Her father Robert Scholl had credentials in taxation and law, though he most enjoyed reading All Quiet on the Western Front by Erich Remarque. During the First World War he took a pacifist stance and served as a member of the ambulance corps. Her mother was a Lutheran lay preacher.

In the spring of 1932 the family moved to Ulm where hills, caves, green fields and woods surrounded the city. Sophie wrote of her deep affinity with nature:

"I can never look at a limpid stream without at least dangling my feet in it. I cannot walk past a meadow in May. There is nothing more enticing than a fragrant piece of land...Luxuriant in its flowers, and I am knee-deep amid luscious grass and flowers... I press my face to the tree's dusky, warm bark and think 'My homeland', and I am so inexplicably grateful."--In Vinke, The Short Life of Sophie Scholl, pp. 27-28

“Tradition and Risk” is today the motto of Ulm.

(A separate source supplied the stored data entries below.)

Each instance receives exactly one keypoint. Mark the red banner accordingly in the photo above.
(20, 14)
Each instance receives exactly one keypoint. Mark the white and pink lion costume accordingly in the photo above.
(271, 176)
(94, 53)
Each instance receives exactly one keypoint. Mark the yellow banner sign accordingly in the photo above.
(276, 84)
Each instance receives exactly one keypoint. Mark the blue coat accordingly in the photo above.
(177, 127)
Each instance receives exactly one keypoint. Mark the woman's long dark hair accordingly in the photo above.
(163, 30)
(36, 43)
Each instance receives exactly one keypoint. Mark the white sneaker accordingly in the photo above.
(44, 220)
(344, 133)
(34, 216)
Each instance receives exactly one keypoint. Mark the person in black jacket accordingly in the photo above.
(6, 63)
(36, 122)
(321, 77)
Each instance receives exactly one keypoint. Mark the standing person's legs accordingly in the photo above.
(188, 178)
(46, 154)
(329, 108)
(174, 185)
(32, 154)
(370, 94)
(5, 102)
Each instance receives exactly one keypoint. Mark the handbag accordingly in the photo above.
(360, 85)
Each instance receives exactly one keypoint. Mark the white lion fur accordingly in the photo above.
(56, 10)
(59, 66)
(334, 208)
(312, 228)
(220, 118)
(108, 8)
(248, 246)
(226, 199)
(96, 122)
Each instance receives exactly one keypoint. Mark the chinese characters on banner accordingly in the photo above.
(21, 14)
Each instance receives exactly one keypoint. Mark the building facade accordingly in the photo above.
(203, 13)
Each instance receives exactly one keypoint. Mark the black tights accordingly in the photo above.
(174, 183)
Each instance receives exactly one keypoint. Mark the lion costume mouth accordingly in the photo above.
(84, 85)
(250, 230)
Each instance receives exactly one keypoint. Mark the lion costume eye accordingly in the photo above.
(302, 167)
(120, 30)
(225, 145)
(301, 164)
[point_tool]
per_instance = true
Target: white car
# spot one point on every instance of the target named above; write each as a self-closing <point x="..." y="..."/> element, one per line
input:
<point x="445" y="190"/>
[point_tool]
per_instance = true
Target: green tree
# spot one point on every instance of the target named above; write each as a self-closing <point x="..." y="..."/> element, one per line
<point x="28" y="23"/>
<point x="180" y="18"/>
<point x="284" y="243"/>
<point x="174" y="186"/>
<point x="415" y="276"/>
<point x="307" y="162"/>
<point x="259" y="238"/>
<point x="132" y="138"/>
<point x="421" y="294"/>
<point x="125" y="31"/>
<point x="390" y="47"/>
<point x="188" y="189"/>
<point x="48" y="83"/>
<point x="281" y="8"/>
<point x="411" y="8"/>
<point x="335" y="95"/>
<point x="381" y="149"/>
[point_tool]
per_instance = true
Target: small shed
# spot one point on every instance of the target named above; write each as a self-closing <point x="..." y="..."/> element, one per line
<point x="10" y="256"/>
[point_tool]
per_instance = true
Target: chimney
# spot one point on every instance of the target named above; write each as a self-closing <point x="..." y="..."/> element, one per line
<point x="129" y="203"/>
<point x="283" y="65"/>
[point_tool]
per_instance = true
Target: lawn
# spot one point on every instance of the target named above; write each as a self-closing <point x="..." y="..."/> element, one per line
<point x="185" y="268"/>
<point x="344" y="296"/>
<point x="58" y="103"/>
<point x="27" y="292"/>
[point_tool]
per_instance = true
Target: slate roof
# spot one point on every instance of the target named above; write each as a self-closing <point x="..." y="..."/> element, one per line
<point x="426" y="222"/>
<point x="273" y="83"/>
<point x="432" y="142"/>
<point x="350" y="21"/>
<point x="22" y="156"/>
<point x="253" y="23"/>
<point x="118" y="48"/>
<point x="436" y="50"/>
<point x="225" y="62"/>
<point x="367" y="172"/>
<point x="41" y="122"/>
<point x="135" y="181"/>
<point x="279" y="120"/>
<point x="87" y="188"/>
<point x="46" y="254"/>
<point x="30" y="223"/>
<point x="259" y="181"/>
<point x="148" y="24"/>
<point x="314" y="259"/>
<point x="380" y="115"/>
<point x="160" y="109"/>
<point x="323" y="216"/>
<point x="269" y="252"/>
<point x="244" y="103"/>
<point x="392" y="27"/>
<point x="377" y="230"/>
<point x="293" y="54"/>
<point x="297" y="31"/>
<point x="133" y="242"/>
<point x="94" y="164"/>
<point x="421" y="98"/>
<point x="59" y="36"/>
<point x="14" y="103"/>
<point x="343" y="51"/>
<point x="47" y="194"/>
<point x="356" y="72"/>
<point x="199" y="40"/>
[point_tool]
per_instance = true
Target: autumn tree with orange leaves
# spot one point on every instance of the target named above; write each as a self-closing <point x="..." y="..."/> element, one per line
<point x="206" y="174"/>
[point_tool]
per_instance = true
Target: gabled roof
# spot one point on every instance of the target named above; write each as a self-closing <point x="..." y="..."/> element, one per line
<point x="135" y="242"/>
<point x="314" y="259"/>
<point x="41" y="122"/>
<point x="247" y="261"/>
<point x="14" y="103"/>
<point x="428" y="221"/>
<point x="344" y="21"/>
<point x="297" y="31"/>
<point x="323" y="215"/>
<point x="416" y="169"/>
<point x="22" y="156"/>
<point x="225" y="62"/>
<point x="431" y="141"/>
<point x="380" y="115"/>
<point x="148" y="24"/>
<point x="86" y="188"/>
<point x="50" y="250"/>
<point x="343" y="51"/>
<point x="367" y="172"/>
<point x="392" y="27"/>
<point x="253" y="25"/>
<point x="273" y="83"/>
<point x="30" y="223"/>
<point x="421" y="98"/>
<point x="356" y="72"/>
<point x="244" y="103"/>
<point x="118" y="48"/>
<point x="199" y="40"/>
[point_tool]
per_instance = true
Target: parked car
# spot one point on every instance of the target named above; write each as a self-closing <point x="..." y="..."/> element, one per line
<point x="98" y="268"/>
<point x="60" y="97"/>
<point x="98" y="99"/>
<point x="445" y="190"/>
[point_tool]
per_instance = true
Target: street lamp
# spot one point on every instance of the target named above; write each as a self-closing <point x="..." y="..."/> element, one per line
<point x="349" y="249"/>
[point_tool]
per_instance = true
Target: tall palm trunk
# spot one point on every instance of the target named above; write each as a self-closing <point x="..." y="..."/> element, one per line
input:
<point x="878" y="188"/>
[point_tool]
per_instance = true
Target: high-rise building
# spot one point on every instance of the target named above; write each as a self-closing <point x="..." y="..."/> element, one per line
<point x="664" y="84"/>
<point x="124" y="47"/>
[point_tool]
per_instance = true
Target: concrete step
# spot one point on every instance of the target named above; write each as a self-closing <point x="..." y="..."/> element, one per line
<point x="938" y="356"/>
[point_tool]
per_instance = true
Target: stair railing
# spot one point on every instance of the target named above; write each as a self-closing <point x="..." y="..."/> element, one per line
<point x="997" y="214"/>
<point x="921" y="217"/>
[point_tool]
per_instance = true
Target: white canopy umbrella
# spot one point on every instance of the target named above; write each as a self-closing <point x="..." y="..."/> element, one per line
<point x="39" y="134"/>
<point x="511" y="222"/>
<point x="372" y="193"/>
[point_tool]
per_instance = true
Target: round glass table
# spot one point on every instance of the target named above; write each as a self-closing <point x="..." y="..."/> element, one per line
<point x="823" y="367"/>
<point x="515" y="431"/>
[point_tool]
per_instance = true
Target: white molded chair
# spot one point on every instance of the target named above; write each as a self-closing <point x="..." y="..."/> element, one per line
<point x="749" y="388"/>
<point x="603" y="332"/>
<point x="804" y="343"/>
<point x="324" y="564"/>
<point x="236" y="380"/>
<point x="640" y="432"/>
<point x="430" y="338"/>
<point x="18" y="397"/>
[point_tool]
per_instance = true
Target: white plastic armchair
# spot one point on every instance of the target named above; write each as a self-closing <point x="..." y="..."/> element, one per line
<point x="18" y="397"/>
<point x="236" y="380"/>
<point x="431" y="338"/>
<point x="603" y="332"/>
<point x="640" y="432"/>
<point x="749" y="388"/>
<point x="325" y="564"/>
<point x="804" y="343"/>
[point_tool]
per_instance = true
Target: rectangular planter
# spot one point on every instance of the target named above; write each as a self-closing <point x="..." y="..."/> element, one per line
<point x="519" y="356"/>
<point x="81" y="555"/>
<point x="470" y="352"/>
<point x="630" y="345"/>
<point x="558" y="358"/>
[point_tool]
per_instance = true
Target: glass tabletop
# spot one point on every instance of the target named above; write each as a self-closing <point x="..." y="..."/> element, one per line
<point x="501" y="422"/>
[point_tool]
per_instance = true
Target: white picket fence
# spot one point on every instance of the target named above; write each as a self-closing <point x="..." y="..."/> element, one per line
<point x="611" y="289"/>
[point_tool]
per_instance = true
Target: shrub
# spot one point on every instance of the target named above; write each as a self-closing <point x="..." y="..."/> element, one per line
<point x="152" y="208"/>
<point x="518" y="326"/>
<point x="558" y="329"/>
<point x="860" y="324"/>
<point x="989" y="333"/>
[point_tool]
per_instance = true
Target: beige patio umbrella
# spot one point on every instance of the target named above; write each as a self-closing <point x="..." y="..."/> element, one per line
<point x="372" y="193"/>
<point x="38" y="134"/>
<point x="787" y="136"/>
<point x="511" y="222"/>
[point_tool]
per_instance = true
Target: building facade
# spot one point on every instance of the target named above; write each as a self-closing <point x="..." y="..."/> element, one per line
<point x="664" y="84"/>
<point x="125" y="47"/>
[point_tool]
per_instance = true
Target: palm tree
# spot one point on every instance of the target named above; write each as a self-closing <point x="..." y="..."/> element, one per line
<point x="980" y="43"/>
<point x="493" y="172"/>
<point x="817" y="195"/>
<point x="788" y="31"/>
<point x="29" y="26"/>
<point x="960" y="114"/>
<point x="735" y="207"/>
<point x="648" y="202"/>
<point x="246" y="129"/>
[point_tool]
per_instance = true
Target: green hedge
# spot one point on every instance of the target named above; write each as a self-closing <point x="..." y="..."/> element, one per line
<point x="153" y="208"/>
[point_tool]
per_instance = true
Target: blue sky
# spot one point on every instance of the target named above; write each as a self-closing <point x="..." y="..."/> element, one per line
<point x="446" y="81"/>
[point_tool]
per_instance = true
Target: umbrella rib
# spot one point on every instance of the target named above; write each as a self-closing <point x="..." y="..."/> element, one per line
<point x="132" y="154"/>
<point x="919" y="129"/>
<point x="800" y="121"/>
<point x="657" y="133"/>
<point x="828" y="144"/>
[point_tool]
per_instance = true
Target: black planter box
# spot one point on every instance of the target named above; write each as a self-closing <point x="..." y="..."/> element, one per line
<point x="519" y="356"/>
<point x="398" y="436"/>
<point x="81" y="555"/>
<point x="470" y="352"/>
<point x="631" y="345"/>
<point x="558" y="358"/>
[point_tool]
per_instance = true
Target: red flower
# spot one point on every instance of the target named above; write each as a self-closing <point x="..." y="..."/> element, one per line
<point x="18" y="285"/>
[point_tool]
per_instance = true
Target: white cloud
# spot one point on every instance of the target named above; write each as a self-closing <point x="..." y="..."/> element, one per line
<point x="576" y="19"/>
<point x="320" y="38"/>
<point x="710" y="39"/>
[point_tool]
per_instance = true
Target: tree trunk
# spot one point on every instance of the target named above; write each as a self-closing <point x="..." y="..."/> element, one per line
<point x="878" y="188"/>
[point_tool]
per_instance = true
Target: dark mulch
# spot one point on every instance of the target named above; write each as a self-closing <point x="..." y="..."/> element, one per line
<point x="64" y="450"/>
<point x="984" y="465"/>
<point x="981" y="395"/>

Sophie became a trainee kindergarten teacher and was promptly beheaded at the age of twenty-one. That is, because she had social concern.

“I’d be lying if I told you that the children give me unadulterated pleasure. Almost every face conveys so clearly what it promises to become in future: in other words, the kind of people (Nazis) that exist today”. A letter to Fritz Hartnagel, 17 June 1940

The concern for the future of those children spurred her and the White Rose student resistance. God was a unifying factor for the members of the white Rose. “They all emphasized Christianity as the basis for moral regeneration in a post-Hitler Germany.” McDonough 95

Klaus Schlaier, interviewed by McDonough, is manager of Einstein-Haus which runs a photographic exhibition dedicated to the White Rose in Ulm. Sophie’s life, like the witness of the White Rose, was brief yet trenchant. Klaus Schlaier expanded on the aims of the group for the future of Germany. “They wanted a liberal idea of parliamentary democracy, which upheld basic rights: free speech, democratic elections, freedom of religion, free trade, toleration, a united Europe within Federal states. They were very international in outlook. They wanted a peaceful world, but they were also prepared to oppose tyranny and fight for human rights.“

The day of her sentencing Sophie made clear one desire, a single word written on the pamphlet she received in court: Freiheit (Freedom).

Thankfully we have more words to describe her. In Sophie Scholl: The real story of the woman who defied Hitler (2009) Frank McDonough writes, “Sophie in Ulm was nicknamed Baubamadle (tomboy), because of her ability to climb the tallest trees and her short boyish haircut.” She was an Amazon who transcended her times, a sign of hope for our own.